Quería gritar con desesperación pidiendo ayuda aunque sabía que no había nadie cerca. La palabra «mamá» se deslizaba por entre sus labios, pero más allá de la oscuridad sólo podía ver a su padre muerto de pie, sin lograr llegar a él, como si estuviera del lado de fuera, sin escuchar sus gritos porque éstos no podían traspasar una pared de vidrio. Por un instante se sintió mareada, casi como si estuviera tambaleándose en el borde de un precipicio, apenas manteniendo el equilibrio, y una fuerte ráfaga de viento amenazara su estabilidad. Se dijo: Jennifer, tienes que mantener el control… No estaba segura de si había pronunciado estas palabras en voz alta o si simplemente se las gritó interiormente a todas las confusiones y los dolores encontrados que se movían veloces dentro de ella, abrumando sus emociones, impidiéndole pensar y razonar.

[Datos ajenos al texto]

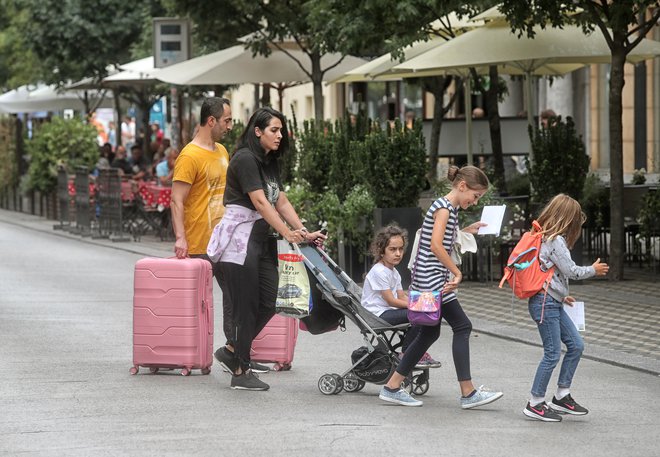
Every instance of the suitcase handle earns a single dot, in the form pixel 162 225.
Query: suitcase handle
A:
pixel 207 314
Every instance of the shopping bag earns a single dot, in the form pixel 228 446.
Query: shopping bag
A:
pixel 293 297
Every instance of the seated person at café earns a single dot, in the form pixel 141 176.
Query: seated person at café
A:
pixel 138 163
pixel 121 162
pixel 165 169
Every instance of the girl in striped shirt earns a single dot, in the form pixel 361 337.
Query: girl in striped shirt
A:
pixel 433 269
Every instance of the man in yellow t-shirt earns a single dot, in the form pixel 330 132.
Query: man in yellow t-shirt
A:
pixel 198 188
pixel 198 183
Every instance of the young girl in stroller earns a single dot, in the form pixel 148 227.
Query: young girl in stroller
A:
pixel 383 294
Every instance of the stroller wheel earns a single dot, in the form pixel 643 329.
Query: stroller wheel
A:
pixel 330 384
pixel 420 384
pixel 340 383
pixel 352 383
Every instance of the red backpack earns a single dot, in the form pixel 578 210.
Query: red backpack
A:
pixel 523 270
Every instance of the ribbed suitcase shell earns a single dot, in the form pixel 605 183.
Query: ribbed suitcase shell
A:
pixel 276 342
pixel 173 314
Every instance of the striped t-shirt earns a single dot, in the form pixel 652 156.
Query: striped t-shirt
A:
pixel 429 273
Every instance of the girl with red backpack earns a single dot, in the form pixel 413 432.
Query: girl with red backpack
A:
pixel 561 221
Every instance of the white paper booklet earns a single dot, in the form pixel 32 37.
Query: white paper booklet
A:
pixel 576 313
pixel 492 215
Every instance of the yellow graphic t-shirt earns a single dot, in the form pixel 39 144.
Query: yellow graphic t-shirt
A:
pixel 206 172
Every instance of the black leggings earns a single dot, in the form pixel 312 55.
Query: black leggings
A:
pixel 251 289
pixel 460 325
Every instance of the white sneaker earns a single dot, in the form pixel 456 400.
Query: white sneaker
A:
pixel 479 398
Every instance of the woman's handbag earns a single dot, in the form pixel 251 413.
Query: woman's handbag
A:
pixel 424 308
pixel 293 294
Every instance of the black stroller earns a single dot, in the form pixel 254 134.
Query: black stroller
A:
pixel 334 297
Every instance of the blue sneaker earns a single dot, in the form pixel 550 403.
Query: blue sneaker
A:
pixel 400 397
pixel 479 398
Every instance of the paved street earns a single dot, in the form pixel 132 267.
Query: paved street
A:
pixel 65 330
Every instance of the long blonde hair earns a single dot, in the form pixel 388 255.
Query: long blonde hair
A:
pixel 562 216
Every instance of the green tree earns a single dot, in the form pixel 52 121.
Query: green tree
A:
pixel 76 39
pixel 18 64
pixel 623 23
pixel 367 27
pixel 269 25
pixel 67 143
pixel 560 161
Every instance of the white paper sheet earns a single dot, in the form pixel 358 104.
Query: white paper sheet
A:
pixel 576 313
pixel 492 215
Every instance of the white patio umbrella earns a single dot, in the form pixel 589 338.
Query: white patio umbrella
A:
pixel 237 65
pixel 492 45
pixel 498 45
pixel 137 72
pixel 42 98
pixel 381 68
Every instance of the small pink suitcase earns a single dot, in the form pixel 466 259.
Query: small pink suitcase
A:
pixel 173 315
pixel 276 342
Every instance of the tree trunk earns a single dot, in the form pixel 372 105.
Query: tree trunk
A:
pixel 495 130
pixel 436 127
pixel 317 81
pixel 265 94
pixel 616 161
pixel 115 95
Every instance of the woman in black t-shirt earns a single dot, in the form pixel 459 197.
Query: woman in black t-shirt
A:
pixel 253 182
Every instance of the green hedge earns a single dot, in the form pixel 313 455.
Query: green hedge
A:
pixel 69 143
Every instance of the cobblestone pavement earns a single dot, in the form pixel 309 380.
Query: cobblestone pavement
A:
pixel 622 316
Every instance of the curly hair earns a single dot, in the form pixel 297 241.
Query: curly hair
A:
pixel 562 216
pixel 382 240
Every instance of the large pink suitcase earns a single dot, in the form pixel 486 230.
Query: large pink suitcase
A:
pixel 276 342
pixel 173 315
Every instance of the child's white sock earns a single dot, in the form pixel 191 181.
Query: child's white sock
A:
pixel 533 401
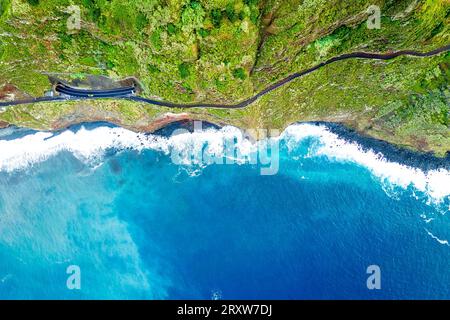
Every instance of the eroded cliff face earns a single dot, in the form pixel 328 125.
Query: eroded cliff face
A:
pixel 225 51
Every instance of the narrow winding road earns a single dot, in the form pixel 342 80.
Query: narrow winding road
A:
pixel 68 93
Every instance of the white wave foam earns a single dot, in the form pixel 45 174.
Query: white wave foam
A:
pixel 436 183
pixel 443 242
pixel 90 145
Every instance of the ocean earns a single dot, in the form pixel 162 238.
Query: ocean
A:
pixel 212 214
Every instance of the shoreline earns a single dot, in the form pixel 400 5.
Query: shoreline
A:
pixel 422 160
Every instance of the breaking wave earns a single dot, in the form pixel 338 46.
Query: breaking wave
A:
pixel 90 145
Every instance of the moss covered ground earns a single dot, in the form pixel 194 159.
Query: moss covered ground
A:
pixel 226 50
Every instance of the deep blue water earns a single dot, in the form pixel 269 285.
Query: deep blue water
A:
pixel 140 226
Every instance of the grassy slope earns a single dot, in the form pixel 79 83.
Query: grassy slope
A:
pixel 225 50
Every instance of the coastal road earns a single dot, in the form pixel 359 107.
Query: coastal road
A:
pixel 71 93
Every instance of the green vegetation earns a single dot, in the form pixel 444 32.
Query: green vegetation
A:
pixel 226 50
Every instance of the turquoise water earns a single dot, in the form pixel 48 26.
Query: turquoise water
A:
pixel 139 225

Le resultaba casi imposible saber si sufría algún dolor. Sus manos y piernas estaban atadas, pero aun tumbada y vulnerable, sabía que tenía que entender algo de lo que estaba ocurriendo más allá de la capucha.

Se dijo a sí misma que debía respirar hondo. ¡Jennifer, inténtalo!

Había algo curiosamente alentador en el hecho de hablarse a sí misma en segunda persona. Reforzaba la sensación que tenía de estar viva, de ser quien era, de tener todavía un pasado, un presente y tal vez un futuro.

Jennifer, ¡deja de llorar! Tragó el aire viciado y caluroso dentro de la capucha. Está bien. Está bien…

Pero no era tan fácil como parecía. Necesitó varios minutos para calmarse; los quejidos entrecortados y los sollozos de miedo finalmente disminuyeron el ritmo y casi se detuvieron, aunque no había nada que ella pudiera hacer para detener el incontrolable temblor que dominaba cada uno de sus músculos, especialmente en las piernas. Tenía espasmos que hacían que todo su cuerpo pareciera gelatina. Era como si hubiera algo desconectado entre lo que podía pensar, lo que podía percibir y cómo estaba reaccionando su cuerpo. Todo estaba desenfocado, fuera de control. No podía encontrar ningún anclaje mental que la ayudara a comprender qué había ocurrido y qué podría ocurrir todavía.